Variant calling, the process of finding genetic variations from sequencing data, is a deep learning-based technique called DeepVariant. Google’s DeepVariant uses convolutional neural networks to discover variations from sequencing data. It has been demonstrated that it outperforms other well-known variant callers and can be used to precisely call variants from whole-genome, whole-exome, or focused sequencing data. Finding disease-causing variations with DeepVariant is a crucial first step in diagnosing genetic illnesses.

16. MentorNet

MentorNet is a novel technique for learning another neural network to supervise the training of the base deep networks, called StudentNet. This technique is proposed to overcome the overfitting of corrupted labels, as recent deep networks are capable of memorizing the entire dataset even when the labels are completely random.

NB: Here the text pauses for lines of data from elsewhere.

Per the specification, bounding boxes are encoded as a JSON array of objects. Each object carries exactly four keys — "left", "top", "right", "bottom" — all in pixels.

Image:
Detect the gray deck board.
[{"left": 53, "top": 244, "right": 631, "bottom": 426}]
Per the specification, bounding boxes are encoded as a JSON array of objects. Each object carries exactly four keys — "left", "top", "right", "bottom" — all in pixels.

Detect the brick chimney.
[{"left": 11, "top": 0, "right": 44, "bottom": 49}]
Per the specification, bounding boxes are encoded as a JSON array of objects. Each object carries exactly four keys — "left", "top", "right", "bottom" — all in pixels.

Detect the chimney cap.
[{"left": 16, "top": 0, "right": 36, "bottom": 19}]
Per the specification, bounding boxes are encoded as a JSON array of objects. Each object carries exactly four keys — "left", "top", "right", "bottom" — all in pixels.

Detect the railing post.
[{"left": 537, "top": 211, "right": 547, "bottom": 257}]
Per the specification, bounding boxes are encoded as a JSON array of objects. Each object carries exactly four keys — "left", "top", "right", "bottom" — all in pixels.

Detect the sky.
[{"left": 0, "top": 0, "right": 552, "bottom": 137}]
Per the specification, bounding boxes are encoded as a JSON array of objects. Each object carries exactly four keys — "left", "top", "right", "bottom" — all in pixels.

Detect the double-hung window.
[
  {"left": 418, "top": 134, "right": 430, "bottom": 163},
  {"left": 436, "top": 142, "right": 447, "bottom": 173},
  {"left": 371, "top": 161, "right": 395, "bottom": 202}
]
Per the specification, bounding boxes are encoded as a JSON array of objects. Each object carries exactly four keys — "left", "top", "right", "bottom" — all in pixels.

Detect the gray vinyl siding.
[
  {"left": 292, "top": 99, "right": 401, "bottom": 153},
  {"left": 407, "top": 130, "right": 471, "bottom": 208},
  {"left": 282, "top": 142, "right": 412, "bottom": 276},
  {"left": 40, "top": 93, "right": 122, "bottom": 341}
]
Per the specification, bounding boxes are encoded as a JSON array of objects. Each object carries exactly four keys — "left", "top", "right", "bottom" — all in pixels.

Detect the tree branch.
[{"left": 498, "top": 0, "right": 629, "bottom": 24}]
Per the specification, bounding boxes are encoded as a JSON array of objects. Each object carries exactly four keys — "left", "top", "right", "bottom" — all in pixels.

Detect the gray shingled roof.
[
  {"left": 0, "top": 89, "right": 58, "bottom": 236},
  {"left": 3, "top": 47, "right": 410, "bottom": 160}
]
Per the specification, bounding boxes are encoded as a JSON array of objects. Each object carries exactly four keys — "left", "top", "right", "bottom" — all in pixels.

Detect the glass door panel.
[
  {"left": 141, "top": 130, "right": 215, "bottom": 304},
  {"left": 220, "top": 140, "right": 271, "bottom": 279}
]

Google created MentorNet, an AI-based instructional aid, to aid students in grasping a topic better by giving them automatic feedback. MentorNet analyses student responses using natural language processing technology and offers comments at the sentence, paragraph, and essay levels. Additionally, depending on each student’s unique skills and shortcomings, it offers individualized advice and criticism. Math, physics, and language arts are just a few topics students may use MentorNet to their advantage.

17. SLING

Google created the SLING natural language understanding engine. It interprets natural language queries and is a component of Google’s set of tools for natural language understanding. The recurrent neural network-based system SLING can parse difficult questions and comprehend the context of a discussion. The conversational interface language SLING is used by Google’s voice search products and may be used to create chatbots.

SLING is a Google AI project that teaches computers to read and understand Wikipedia articles in many different languages. It does this to help complete knowledge bases, such as by adding facts from Wikipedia and other sources to the Wikidata knowledge base. Frame semantics is used by the project as a way to represent both knowledge and annotations on documents.